Like porcelain shattering underwater.

A hidden slot opened beneath the board, slow and deliberate.

A card slid out. Black, etched with pulsating gold veins.

Mira grabbed it, her hand shaking. She read the bold, stark text aloud, her voice wavering:

[ "BURNED OFFERING.

One soul still smolders beneath the ash.

Accept your consequence."]

The room went stone still. Even the fire seemed to hold its breath.

Then the Spiral Flame, clutched in Mira's hand, ignited.

Not a spark.

A surge. A blinding bloom of red-orange light.

Like grief catching fire.

Mira didn't scream.

She just—glitched.

One second whole. Next, jagged. Like a corrupted file, reality lost track of her shape. A blur of lines and static where her body should have been, before snapping back into place.

Then—

Buzz.

Her phone lit up on the rug where it had fallen, screen blazing.

[Voice Note — Leo Lane

Received: 12:01 A.M.]

My stomach dropped, a cold, hard knot.

"No," Cal said, his voice flat with disbelief. "That's—he's dead. Leo's dead."

Mira stared at the phone, eyes wide and fixed.

Then she played it.

Silence. Static. Then—

["You weren't there, Mira.

I waited.

You said you'd come.

You promised.

Why didn't you come?"]

Leo's voice.

But wrong. Slowed. Smoked. Dragged through grief and something darker, more ancient than pain.

 Each word stretched, distorted, echoing through the silent room like a curse.

Mira dropped the phone. It clattered on the rug, the horrific voice note looping on repeat, filling the space.

Seo-jin muttered something in Korean. A prayer, maybe. Or an exorcism.

Cal swore, a guttural sound. He grabbed the iron poker from beside the fireplace and slammed it into the board with a desperate rage.

It didn't scratch. The metal shrieked against something impossibly hard.
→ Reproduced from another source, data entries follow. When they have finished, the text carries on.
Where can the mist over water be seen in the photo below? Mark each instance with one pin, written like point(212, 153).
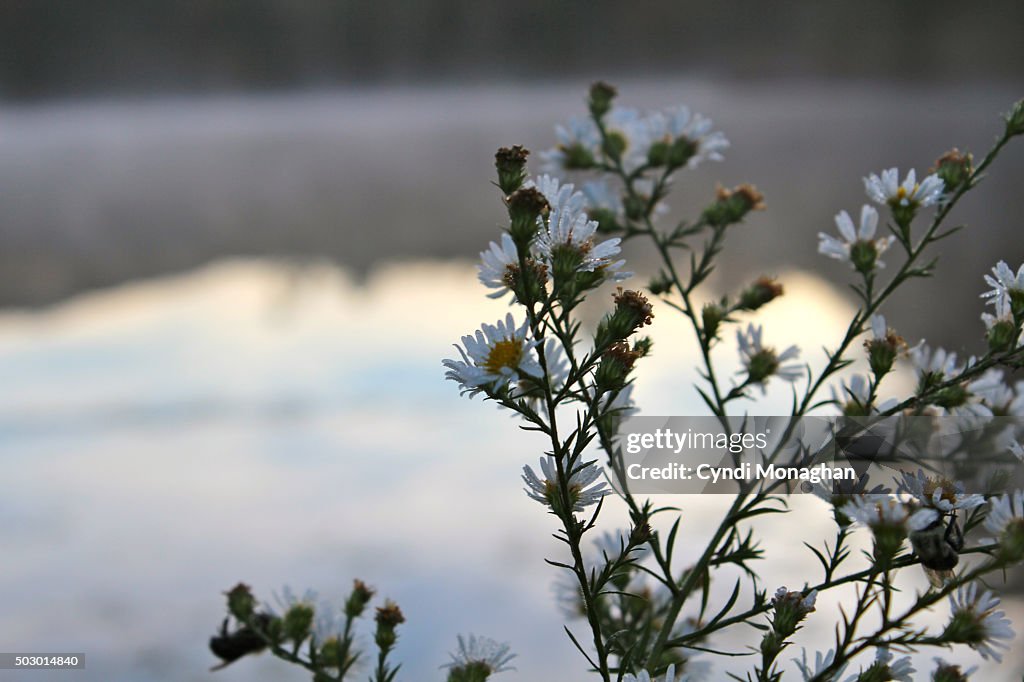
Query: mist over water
point(97, 193)
point(171, 426)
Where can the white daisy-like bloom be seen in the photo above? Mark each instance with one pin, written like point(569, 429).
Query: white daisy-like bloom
point(940, 494)
point(560, 196)
point(626, 124)
point(987, 627)
point(876, 512)
point(842, 249)
point(634, 129)
point(583, 489)
point(1003, 511)
point(494, 356)
point(577, 131)
point(887, 189)
point(566, 229)
point(481, 651)
point(821, 662)
point(677, 123)
point(1005, 284)
point(761, 363)
point(498, 265)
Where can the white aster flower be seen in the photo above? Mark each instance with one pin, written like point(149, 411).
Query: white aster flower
point(821, 662)
point(679, 123)
point(857, 246)
point(878, 513)
point(582, 492)
point(499, 265)
point(761, 363)
point(887, 189)
point(938, 493)
point(483, 652)
point(560, 196)
point(633, 129)
point(567, 237)
point(580, 144)
point(493, 357)
point(1006, 285)
point(976, 623)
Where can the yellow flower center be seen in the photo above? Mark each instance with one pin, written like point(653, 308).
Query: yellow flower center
point(506, 352)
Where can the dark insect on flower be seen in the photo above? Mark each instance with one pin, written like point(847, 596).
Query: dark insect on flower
point(229, 646)
point(938, 546)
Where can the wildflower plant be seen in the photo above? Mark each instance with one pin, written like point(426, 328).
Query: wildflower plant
point(645, 597)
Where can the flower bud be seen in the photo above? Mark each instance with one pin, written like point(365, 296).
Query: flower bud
point(763, 291)
point(616, 363)
point(241, 602)
point(946, 672)
point(712, 315)
point(524, 207)
point(790, 609)
point(731, 205)
point(614, 144)
point(954, 168)
point(882, 352)
point(511, 165)
point(601, 96)
point(863, 255)
point(1015, 119)
point(659, 284)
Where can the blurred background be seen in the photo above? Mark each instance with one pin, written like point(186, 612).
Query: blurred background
point(237, 239)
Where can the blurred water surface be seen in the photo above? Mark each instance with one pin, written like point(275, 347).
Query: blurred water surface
point(256, 421)
point(97, 193)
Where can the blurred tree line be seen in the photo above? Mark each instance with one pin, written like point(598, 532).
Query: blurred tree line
point(67, 48)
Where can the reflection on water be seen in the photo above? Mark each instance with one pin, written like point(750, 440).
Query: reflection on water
point(166, 439)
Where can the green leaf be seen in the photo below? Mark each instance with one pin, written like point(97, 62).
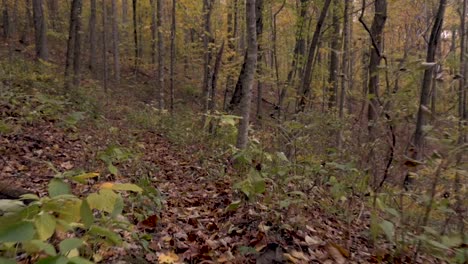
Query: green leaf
point(43, 246)
point(111, 236)
point(10, 206)
point(82, 177)
point(68, 244)
point(45, 225)
point(86, 214)
point(30, 196)
point(388, 228)
point(79, 260)
point(112, 169)
point(281, 156)
point(58, 187)
point(118, 207)
point(126, 187)
point(17, 232)
point(104, 200)
point(53, 260)
point(7, 261)
point(233, 206)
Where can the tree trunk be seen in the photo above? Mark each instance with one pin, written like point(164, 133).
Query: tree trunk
point(426, 83)
point(105, 75)
point(307, 75)
point(207, 40)
point(92, 38)
point(247, 82)
point(345, 84)
point(299, 47)
point(27, 25)
point(237, 95)
point(462, 88)
point(54, 17)
point(135, 35)
point(214, 78)
point(160, 54)
point(77, 48)
point(376, 36)
point(40, 31)
point(231, 35)
point(72, 63)
point(153, 32)
point(6, 20)
point(115, 42)
point(334, 60)
point(260, 55)
point(173, 54)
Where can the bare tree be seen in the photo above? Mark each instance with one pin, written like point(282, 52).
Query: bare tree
point(307, 75)
point(334, 60)
point(376, 37)
point(92, 37)
point(153, 32)
point(260, 55)
point(135, 35)
point(40, 30)
point(173, 54)
point(247, 81)
point(427, 79)
point(345, 69)
point(115, 41)
point(6, 20)
point(54, 15)
point(207, 40)
point(462, 88)
point(104, 46)
point(72, 64)
point(160, 55)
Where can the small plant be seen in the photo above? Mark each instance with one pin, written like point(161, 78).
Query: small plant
point(74, 225)
point(114, 154)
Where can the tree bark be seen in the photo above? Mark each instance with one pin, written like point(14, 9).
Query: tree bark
point(153, 32)
point(231, 35)
point(115, 42)
point(72, 64)
point(237, 94)
point(307, 75)
point(92, 38)
point(160, 54)
point(6, 20)
point(207, 40)
point(345, 81)
point(105, 74)
point(173, 55)
point(54, 17)
point(135, 35)
point(334, 60)
point(462, 88)
point(40, 31)
point(260, 55)
point(247, 81)
point(426, 83)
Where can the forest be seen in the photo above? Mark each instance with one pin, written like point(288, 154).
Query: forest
point(233, 131)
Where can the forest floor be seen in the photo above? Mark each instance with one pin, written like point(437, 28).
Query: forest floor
point(193, 224)
point(196, 221)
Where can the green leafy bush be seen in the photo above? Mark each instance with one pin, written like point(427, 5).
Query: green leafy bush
point(74, 225)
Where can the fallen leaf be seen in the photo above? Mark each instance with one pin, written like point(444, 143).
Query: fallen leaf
point(67, 165)
point(106, 185)
point(312, 241)
point(150, 222)
point(335, 254)
point(168, 258)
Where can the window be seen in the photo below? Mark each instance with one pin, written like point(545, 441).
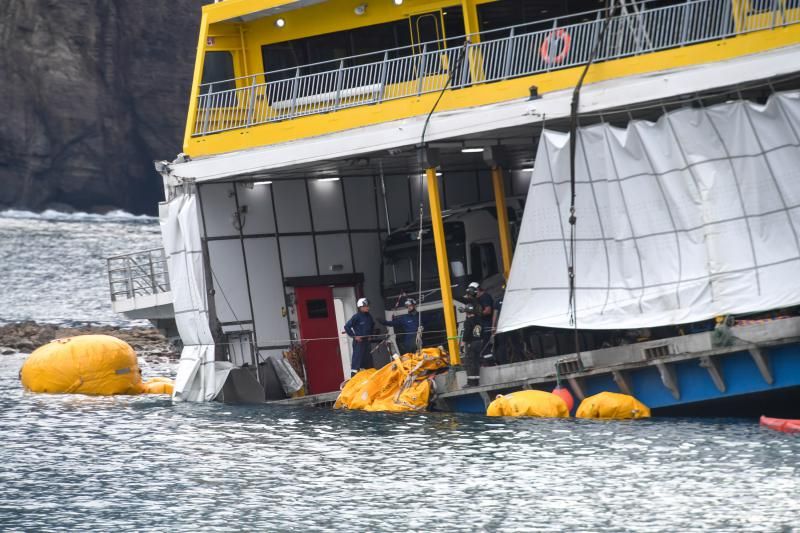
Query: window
point(317, 308)
point(218, 69)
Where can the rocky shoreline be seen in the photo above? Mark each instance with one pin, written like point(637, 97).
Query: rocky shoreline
point(25, 337)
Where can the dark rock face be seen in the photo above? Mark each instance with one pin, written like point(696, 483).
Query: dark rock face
point(93, 91)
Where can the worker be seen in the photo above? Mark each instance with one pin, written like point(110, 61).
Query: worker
point(405, 327)
point(484, 308)
point(360, 327)
point(472, 343)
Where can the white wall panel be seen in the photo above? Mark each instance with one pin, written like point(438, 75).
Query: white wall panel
point(218, 209)
point(259, 218)
point(460, 189)
point(361, 208)
point(397, 198)
point(334, 250)
point(368, 262)
point(266, 287)
point(227, 266)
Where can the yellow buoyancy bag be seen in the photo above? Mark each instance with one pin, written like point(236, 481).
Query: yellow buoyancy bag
point(88, 364)
point(612, 405)
point(529, 403)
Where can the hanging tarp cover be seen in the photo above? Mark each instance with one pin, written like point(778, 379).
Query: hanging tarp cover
point(199, 377)
point(680, 220)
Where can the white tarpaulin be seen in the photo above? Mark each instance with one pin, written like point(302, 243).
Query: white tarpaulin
point(199, 378)
point(680, 220)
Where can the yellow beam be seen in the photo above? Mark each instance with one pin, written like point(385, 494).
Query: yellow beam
point(502, 219)
point(489, 93)
point(444, 266)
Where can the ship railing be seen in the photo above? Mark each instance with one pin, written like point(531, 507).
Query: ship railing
point(635, 28)
point(138, 273)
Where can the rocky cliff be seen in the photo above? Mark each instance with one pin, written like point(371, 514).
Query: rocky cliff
point(92, 92)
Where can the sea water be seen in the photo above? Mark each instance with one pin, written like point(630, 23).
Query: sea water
point(142, 463)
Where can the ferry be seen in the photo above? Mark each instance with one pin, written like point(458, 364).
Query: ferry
point(626, 170)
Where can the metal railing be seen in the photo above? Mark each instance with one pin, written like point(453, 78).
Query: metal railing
point(138, 274)
point(522, 50)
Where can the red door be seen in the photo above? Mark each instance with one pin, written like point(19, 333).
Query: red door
point(318, 329)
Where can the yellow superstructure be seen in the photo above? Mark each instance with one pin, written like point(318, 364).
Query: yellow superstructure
point(254, 110)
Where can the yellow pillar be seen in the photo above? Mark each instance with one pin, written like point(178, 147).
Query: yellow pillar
point(444, 266)
point(502, 219)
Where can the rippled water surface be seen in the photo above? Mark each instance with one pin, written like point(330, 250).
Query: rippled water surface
point(141, 463)
point(53, 268)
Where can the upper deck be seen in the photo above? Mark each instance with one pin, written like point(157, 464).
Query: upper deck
point(270, 71)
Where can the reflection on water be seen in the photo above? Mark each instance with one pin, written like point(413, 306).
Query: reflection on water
point(141, 463)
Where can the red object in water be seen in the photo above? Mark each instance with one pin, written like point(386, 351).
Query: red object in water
point(781, 424)
point(564, 394)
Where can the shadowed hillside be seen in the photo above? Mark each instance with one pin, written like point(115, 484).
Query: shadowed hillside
point(92, 91)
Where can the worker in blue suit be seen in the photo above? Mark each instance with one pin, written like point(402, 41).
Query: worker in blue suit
point(360, 327)
point(405, 327)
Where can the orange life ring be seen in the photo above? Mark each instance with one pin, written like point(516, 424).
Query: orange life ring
point(544, 50)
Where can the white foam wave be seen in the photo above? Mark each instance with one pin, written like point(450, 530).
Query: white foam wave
point(117, 215)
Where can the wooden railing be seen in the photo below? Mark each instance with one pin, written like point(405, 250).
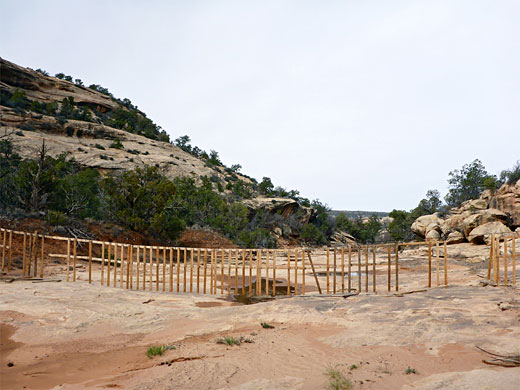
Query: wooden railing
point(354, 268)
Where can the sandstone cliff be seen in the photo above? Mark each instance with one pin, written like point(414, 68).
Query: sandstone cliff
point(475, 220)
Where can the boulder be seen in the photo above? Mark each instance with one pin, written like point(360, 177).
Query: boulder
point(343, 238)
point(433, 235)
point(425, 223)
point(482, 217)
point(507, 200)
point(482, 234)
point(455, 238)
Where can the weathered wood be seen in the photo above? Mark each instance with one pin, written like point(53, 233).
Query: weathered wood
point(334, 280)
point(314, 272)
point(445, 264)
point(137, 268)
point(389, 256)
point(109, 259)
point(289, 271)
point(497, 261)
point(359, 269)
point(198, 271)
point(157, 268)
point(151, 269)
point(303, 272)
point(328, 271)
point(164, 268)
point(171, 269)
point(68, 259)
point(267, 253)
point(10, 257)
point(513, 259)
point(374, 250)
point(437, 261)
point(296, 272)
point(250, 272)
point(89, 260)
point(43, 256)
point(491, 254)
point(275, 255)
point(131, 258)
point(429, 264)
point(366, 269)
point(144, 269)
point(243, 271)
point(396, 267)
point(4, 242)
point(75, 254)
point(349, 268)
point(24, 254)
point(185, 265)
point(102, 263)
point(505, 262)
point(222, 270)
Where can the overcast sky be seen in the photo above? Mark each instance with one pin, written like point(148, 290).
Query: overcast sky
point(363, 104)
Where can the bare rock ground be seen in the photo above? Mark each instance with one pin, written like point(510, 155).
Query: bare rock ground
point(80, 336)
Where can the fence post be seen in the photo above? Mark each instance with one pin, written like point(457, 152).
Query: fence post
point(89, 261)
point(171, 268)
point(437, 260)
point(328, 271)
point(43, 256)
point(4, 242)
point(514, 260)
point(75, 254)
point(445, 264)
point(389, 256)
point(429, 264)
point(349, 268)
point(289, 271)
point(491, 253)
point(505, 261)
point(374, 250)
point(359, 269)
point(396, 267)
point(334, 277)
point(243, 271)
point(366, 269)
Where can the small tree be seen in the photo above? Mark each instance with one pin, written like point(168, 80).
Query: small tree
point(468, 183)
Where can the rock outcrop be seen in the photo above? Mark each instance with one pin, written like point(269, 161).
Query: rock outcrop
point(475, 220)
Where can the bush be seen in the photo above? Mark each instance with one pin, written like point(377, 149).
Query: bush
point(313, 235)
point(56, 218)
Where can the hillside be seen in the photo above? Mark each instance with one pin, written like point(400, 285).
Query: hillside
point(86, 124)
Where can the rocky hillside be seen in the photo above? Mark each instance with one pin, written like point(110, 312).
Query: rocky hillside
point(475, 220)
point(99, 130)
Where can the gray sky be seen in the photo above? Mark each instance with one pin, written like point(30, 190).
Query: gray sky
point(362, 104)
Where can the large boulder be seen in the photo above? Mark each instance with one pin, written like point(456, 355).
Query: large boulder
point(455, 238)
point(482, 217)
point(482, 234)
point(426, 223)
point(507, 199)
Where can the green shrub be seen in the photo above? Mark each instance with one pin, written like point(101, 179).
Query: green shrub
point(56, 218)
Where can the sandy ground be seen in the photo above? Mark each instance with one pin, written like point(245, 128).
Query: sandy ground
point(80, 336)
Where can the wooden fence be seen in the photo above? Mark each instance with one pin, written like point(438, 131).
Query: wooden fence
point(368, 268)
point(499, 264)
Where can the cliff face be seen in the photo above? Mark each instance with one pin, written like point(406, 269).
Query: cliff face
point(90, 140)
point(475, 220)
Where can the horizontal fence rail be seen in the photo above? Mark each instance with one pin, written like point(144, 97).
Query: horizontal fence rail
point(243, 272)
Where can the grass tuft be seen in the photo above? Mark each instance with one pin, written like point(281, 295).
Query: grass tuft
point(158, 350)
point(337, 380)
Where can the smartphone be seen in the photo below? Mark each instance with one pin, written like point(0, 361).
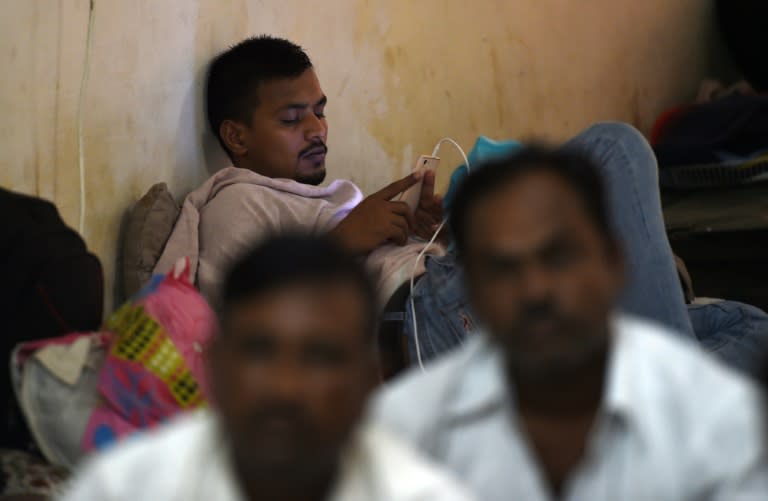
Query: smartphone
point(411, 195)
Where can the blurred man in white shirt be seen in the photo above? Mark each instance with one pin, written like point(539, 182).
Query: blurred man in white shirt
point(290, 373)
point(559, 397)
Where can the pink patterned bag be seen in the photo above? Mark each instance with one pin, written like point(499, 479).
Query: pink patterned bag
point(155, 366)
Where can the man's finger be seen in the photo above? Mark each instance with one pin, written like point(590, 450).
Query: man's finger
point(394, 189)
point(427, 188)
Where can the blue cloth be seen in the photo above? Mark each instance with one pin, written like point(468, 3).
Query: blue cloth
point(653, 289)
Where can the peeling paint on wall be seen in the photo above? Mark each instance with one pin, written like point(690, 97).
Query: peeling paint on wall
point(399, 75)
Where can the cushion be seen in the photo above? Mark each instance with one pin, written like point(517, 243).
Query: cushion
point(148, 227)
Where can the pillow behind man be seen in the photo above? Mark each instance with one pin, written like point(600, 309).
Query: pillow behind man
point(49, 285)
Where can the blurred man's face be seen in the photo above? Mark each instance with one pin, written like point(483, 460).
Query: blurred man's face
point(541, 276)
point(288, 131)
point(290, 373)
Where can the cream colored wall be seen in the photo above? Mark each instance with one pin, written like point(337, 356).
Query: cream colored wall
point(399, 74)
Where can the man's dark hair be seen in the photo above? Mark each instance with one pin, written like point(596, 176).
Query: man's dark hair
point(577, 169)
point(293, 260)
point(235, 75)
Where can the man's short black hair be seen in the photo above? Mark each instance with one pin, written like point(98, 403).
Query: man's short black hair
point(297, 259)
point(577, 169)
point(234, 77)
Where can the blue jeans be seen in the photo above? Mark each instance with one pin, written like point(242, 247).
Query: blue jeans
point(653, 288)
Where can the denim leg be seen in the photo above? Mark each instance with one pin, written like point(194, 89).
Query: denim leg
point(630, 174)
point(736, 332)
point(443, 315)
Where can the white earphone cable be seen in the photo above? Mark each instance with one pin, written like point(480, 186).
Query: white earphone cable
point(424, 251)
point(80, 106)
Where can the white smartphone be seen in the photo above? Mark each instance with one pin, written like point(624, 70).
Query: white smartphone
point(411, 195)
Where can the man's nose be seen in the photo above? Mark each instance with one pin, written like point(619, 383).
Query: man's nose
point(285, 382)
point(537, 283)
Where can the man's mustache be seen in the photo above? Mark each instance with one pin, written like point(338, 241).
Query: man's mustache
point(317, 147)
point(280, 411)
point(533, 313)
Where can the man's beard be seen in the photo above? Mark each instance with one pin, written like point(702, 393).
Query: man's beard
point(313, 179)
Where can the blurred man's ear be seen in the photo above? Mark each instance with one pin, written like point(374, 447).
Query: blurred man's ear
point(233, 135)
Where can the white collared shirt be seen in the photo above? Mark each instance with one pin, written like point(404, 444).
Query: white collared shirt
point(674, 425)
point(187, 461)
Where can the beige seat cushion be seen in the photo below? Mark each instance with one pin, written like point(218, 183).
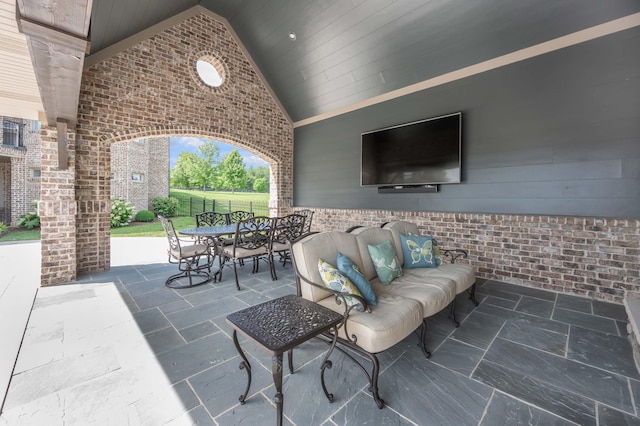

I stepped forward, drawn by an unseen force. The center tile, where my Crown of Dust rested, glowed brighter.

And I heard it.

A whisper, too low to be imagined, too clear to be dismissed.

"This is how you begin again, son."

My father's voice. Dead five years.

This wasn't a joke. This wasn't a game.

It had already begun. And it wanted me to know it.

Luna backed away, eyes wide with genuine terror, all pretense gone. "I'm not doing this. Haunted Monopoly? No thanks."

She grabbed the door handle.

It didn't move. Not stuck. Just… refusing. As if it had a will of its own.

Cal pushed, shoulder, weight, brute force.

Nothing. The door held firm.

Then—click.

It opened. Too easily. A white hallway. Cold tile.

 Normal.

Too normal.

Like bait on a hook.

Theo checked his phone. His face paled. "Still 12:01 A.M."

Mine too. The clocks ticked. But didn't change.

 Time itself was a pawn now.

Then the board lit again. Red now. A pulsating, angry glow.

Six initials burned across its surface:

> A.V.

> M.L.

> T.W.

> Y.S.J.

> L.R.

> C.B.

Pawns reappeared beside them. Each a perfect miniature of the piece they'd chosen.

🧊 Crown of Dust — mine

🧬 Spiral Flame — Mira

🐍 Masked Dice — Theo

⏳ Clock Petal — Seo-jin

🎭 Gilt Mirror — Luna

⚔️ Rusted Blade — Cal

And then the sound. Mechanical. Precise. A countdown, projected in stark red light onto the common room ceiling.

⏳ NEXT TURN: 23:59:59

23:59:58

23:59:57

A small slot pulsed red beneath the countdown. Watching. Waiting. For the next sacrifice.

I touched the Crown of Dust. Its pulse echoed in my skin, stronger than my own heartbeat.

"The only way out…" I whispered, my voice raw, filled with a sudden, terrible clarity. "…is forward."